From junk to biomarker: Extracellular vesicles probed for cancer treatment
Paul Basilio, MDLinx | April 10, 2017
Once thought to be junk, extracellular vesicles (EVs) may play an important role in intercellular communication and in many disease processes such as cancer metastasis, according to a new article published in the journal Nature Biomedical Engineering.
Lipid nanoprobes (blue, green and yellow colored) spontaneously insert into lipid bilayer of three extracellular vesicles. The lipid nanoprobe-labeled extracellular vesicles are captured onto the surface of a magnetic bead (black, bottom) through interaction with conjugated avidin molecules (red). Exosome isolation and its cargo analysis offers new opportunities for a diverse range of molecular analyses, including mutation detection from blood plasma of cancer patients. Image courtesy of Credit: Xin Zou.
Lipid nanoprobes (blue, green and yellow colored) spontaneously insert into lipid bilayer of three extracellular vesicles. The lipid nanoprobe-labeled extracellular vesicles are captured onto the surface of a magnetic bead (black, bottom) through interaction with conjugated avidin molecules (red). Exosome isolation and its cargo analysis offers new opportunities for a diverse range of molecular analyses, including mutation detection from blood plasma of cancer patients. Image courtesy of Credit: Xin Zou.

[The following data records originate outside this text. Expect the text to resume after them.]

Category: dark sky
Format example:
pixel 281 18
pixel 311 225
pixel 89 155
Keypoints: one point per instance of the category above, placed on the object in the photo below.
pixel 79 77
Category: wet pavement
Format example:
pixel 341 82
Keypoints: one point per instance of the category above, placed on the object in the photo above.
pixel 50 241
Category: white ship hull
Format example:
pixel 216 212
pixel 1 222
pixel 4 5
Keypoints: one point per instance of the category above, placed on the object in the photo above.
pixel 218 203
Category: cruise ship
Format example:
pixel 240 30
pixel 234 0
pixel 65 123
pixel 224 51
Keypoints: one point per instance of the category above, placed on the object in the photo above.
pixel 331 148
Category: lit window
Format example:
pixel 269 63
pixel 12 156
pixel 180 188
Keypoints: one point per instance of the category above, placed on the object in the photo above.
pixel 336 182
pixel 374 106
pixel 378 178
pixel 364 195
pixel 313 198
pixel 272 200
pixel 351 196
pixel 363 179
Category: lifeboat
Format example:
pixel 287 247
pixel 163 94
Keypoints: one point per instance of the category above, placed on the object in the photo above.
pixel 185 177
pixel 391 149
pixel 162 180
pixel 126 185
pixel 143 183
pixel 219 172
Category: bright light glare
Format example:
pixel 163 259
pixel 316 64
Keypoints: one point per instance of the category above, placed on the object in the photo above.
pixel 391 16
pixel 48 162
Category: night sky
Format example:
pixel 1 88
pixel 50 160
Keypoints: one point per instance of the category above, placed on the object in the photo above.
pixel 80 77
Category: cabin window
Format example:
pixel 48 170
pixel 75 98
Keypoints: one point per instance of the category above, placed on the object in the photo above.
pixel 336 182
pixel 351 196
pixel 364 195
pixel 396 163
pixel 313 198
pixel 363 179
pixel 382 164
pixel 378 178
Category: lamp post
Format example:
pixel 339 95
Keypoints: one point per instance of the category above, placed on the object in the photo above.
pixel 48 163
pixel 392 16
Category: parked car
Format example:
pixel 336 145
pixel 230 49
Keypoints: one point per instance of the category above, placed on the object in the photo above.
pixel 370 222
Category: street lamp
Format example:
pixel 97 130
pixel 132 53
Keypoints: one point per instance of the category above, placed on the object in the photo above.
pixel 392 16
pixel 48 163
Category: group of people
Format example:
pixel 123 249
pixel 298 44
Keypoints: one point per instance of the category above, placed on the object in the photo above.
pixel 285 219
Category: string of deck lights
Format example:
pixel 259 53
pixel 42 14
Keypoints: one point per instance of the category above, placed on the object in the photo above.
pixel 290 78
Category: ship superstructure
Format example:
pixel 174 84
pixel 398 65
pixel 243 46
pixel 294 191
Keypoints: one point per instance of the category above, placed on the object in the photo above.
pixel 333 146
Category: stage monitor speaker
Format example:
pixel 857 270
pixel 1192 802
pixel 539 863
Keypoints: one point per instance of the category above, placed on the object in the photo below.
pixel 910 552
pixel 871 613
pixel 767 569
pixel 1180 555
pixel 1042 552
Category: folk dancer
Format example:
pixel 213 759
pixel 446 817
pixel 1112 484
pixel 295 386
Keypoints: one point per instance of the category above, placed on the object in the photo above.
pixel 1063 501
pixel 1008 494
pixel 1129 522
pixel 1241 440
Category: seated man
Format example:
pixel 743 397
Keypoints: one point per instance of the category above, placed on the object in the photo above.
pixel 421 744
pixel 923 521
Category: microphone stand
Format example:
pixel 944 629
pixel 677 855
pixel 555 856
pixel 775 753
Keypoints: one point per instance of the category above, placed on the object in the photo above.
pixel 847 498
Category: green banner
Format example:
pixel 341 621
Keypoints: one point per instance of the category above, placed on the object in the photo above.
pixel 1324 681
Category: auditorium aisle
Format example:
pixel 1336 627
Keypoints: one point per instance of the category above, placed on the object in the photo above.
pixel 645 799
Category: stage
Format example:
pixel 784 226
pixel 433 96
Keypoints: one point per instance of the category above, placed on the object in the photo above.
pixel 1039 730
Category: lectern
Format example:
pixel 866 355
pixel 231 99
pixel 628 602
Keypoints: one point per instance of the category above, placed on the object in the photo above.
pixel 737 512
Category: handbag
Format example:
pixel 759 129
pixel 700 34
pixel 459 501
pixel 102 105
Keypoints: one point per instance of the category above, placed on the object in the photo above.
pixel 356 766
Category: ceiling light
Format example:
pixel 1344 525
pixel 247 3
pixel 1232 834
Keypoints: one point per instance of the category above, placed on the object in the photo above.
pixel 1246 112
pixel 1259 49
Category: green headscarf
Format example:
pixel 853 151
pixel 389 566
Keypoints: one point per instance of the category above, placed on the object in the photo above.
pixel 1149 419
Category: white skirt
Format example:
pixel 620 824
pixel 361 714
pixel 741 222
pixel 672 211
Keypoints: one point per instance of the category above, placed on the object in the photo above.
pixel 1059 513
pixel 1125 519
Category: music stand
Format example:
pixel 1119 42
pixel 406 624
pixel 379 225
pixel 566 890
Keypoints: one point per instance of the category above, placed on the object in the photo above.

The vesicles are a nanoscale product of human cells. They are markedly small lipid-enclosed structures that contain double-stranded DNA, RNA, and proteins responsible for intercellular communication. They are also known to carry markers for their origin cells, including tumor cells. In fact, one function of the EVs is to prepare distant tissue for metastasis in patients with cancer.
They are now under consideration as a potential biomarker. Researchers at Penn State have developed nanoprobes for rapid isolation of the EVs. This isolation holds the potential for precision cancer diagnosis and personalized anticancer treatments.
“Most cells generate and secrete extracellular vesicles,” says Siyang Zheng, PhD, associate professor of biomedical engineering and electrical engineering. “But they are difficult for us to study. They are sub-micrometer particles, so we really need an electron microscope to see them. There are many technical challenges in the isolation of nanoscale EVs that we are trying to overcome for point-of-care cancer diagnostics.”
The team developed a method to isolate and purify EVs in blood samples obtained on liquid biopsy. Liquid biopsies are a recent development that offer benefits over the traditional technique of extracting cancer cells from a tumor via needle. In patients with certain lung or brain cancers, needle biopsies can be difficult to perform, expensive, and painful.
“[These] noninvasive techniques are preferable for not only detection and discovery, but also for monitoring treatment,” says Chandra Belani, MD, professor of medicine at Penn State’s Milton S. Hershey Medical Center and Cancer Institute, and a clinical collaborator on the study.
Nuts and Bolts
The researchers created a system of two micro/nano materials. One is a labeling probe that contains two lipid tails that spontaneously insert into the lipid surface of the extracellular vesicle. A biotin molecule is located on the other end of the probe. The molecule has an avidin molecule attached to a magnetic bead.
The surface-modified magnetic beads are 400-500 nm in diameter, and the labeling probe is approximately 10 nm. After the system is optimized, researchers hope to be able to isolate EVs from blood plasma samples in about 15 minutes. The EVs would then be analyzed to characterize the DNA, RNA, and proteins.
“Aided with this new approach, we successfully isolated EVs from 19 patients with advanced [non-small cell] lung cancer and identified DNA mutations that can guide precision therapy instead of routine chemotherapy,” according to lead author Yuan Wan, a postdoctoral researcher in Dr. Zheng’s lab. “From collecting blood to obtaining EV-derived DNA, the whole procedure can be completed within one hour. It only requires a magnet and a common benchtop centrifuge. Compared to prevalent methods, the nanoprobe system would greatly facilitate clinical laboratory examination.”
The new technology is relatively inexpensive and fast when compared with ultracentrifugation, the current gold standard. After the new technique is validated in a larger study, the team hopes that this technique can be applied to most solid tumors.
“Sequencing the DNA isolated from the EVs will serve as a promising tool to track cancer evolution and monitor tumor dynamics with the ultimate goal of improving cancer survival,” Dr. Belani concludes.
The study was supported by the National Cancer Institute of the National Institutes of Health and Penn State University.